The True Face of Humanity: An Essay

Jean-Paul Sartre had me believing there was no human nature. He wasn’t the only one to argue that point, and maybe not  even the best, but when he spoke I believed him. I crave the complete responsibility for my own actions. There is a hitch in the plan though, that is only provided by experience. The more I live the less I believe humans are neutral morally. The more I live, the more evil I see. The evil of violence, which humans gorge on. The evil of inaction, exemplified by the lazy generation I was born into, but we are not alone. The evil in the way that love ends and how we make our most intimate friends and lovers into strangers. This also happens with family.

Loyalty is dead, or is at least left bleeding in some gutter, unattended to. We have become loyal to only our desires and personal ambitions, and not even the sort of real ambition only certain people possess. The false ambitions – that of wealth, personal “success,” and moving up some invisible and indifferent latter – also push people in strange ways.

When we eat, we seek to feast. When we get ahead, we seek to take metres instead of inches. Progress has become a clock spinning out of control, and what of morality? Nobody gives a damn about morality, because it doesn’t pay the bills. Morality is argued about in dark corners of philosophy departments, where even as we speak, it has taken a back seat to mechanical debates about logic and the obscure discussions surrounding the meaning of a solitary word.

We are not some privileged animal, despite our sophisticated brains, because we spoil and waste our talents. We possess the tools to look deeply and meaningfully at our lives and our predicaments, and we would rather use them on the inconsequential and mundane tasks that have no bearing on our being. We are the most advanced animal, well ironically the most stupid. No other creature on this planet rapes it or takes advantage of it the way that we do.

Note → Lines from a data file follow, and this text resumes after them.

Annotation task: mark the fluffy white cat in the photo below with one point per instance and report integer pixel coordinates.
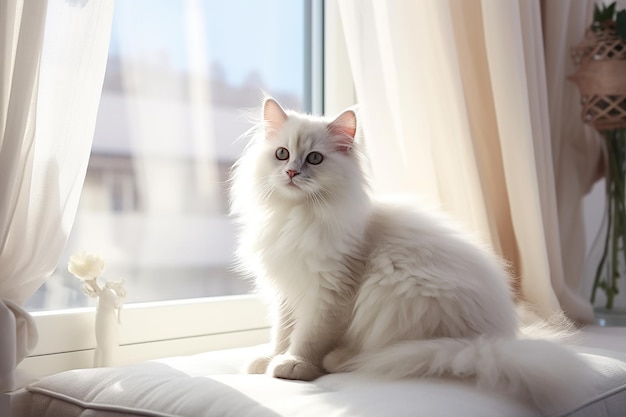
(368, 286)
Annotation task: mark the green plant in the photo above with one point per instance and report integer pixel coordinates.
(605, 16)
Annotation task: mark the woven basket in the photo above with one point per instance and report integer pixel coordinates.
(601, 78)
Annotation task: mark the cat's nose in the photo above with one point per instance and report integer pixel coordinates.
(292, 173)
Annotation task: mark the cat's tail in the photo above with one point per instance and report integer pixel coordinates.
(544, 373)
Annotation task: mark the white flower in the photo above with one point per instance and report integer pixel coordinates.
(85, 265)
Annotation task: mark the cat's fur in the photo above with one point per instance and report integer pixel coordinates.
(380, 287)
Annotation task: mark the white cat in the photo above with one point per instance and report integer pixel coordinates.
(368, 286)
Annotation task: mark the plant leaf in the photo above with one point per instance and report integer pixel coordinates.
(620, 24)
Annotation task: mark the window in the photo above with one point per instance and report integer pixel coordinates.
(179, 74)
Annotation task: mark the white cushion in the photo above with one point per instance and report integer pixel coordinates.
(211, 384)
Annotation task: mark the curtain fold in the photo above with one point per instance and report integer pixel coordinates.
(51, 74)
(458, 102)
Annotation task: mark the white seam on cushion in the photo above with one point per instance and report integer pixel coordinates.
(98, 406)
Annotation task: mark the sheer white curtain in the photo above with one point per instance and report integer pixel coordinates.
(53, 57)
(460, 106)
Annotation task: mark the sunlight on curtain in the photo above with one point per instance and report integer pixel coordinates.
(456, 109)
(53, 60)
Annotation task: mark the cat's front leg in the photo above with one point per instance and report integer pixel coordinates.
(313, 337)
(281, 330)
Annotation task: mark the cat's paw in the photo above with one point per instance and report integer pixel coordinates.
(258, 365)
(292, 367)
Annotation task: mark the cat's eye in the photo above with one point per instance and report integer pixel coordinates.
(314, 158)
(282, 154)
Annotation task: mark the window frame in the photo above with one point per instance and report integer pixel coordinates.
(185, 327)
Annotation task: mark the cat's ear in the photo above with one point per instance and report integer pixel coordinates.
(274, 116)
(343, 130)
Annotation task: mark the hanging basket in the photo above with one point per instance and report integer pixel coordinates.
(601, 78)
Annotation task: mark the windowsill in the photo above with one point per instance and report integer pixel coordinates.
(148, 331)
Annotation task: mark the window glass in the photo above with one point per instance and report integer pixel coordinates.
(154, 201)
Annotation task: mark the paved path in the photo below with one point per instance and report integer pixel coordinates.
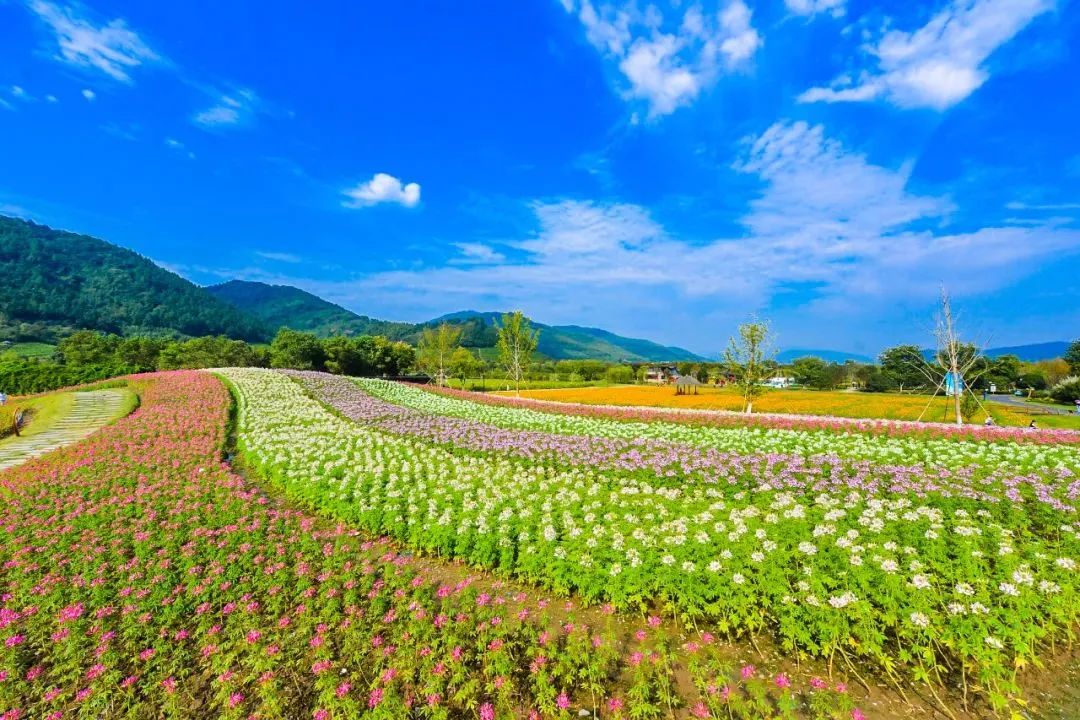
(1012, 401)
(89, 411)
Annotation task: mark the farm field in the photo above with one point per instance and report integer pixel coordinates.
(887, 406)
(378, 549)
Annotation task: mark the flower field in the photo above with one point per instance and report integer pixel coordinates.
(954, 567)
(834, 404)
(143, 578)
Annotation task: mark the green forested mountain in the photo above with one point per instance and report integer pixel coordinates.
(282, 306)
(56, 281)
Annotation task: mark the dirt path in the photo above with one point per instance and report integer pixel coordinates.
(89, 411)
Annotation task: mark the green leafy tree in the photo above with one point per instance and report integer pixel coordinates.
(619, 375)
(89, 348)
(299, 351)
(905, 366)
(1067, 391)
(1071, 356)
(463, 365)
(435, 349)
(346, 356)
(750, 358)
(213, 351)
(140, 353)
(517, 341)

No other animal finds ways to mass murder its own species and other species with such efficiency. Our faculties have evolved, but unfortunately, our morality has not evolved at the same rate. Our moral compass is pointing north, telling us we are good human beings despite the evidence to the contrary.

Sure, you don’t recycle as much as you should, and you drive a distance you could walk in five minutes, but at least you don’t own a Hummer. And if you own a Hummer, at least you don’t fly a private jet plane. And if you own a jet plane, at least you donate to charities, and maybe you dump money into carbon off-sets for some of your travels or buy Monsanto seeds for poor Africans to become dependent on. They were already bankrupt and starving before the seeds anyways, right?

None of this is new, or hip, or popular to talk about, except the environmentalism, and even that depends on the circle of friends you keep. Humanity is just not that good to each other. They are awful in intimate situations, brutal in social settings and the worst in mob-sized dealings. There’s no cure coming, no sudden invent of a gadget that will teach people how to live better, deeper and smarter. There is nothing like the investment that gets poured into science and technology, but they care about your vehicles, new drugs they can invent new illnesses for and new ways to sell you something you don’t need.

But let’s not talk about all of that. It’s a good ol’ Saturday night and the people are dancing and drinking, and if they are not dancing and drinking, they are losers anyways. Certainly, I am a loser. I’m a loser to be spending a Saturday night reading interesting books, writing about how broken our species is and drinking a tall glass of water and reality. Charles Bukowski said what was needed was an old school jester, but even the cleverest and goofiest clown in history can not show us a shred of redemption in humanity. We are in a funk like we have never seen before. Humans before used to break everything, but they couldn’t destroy their planet with their stupidity. We possess the most knowledge at any point in human history, and it’s only led us to innovative ways of crippling ecosystems and hearts.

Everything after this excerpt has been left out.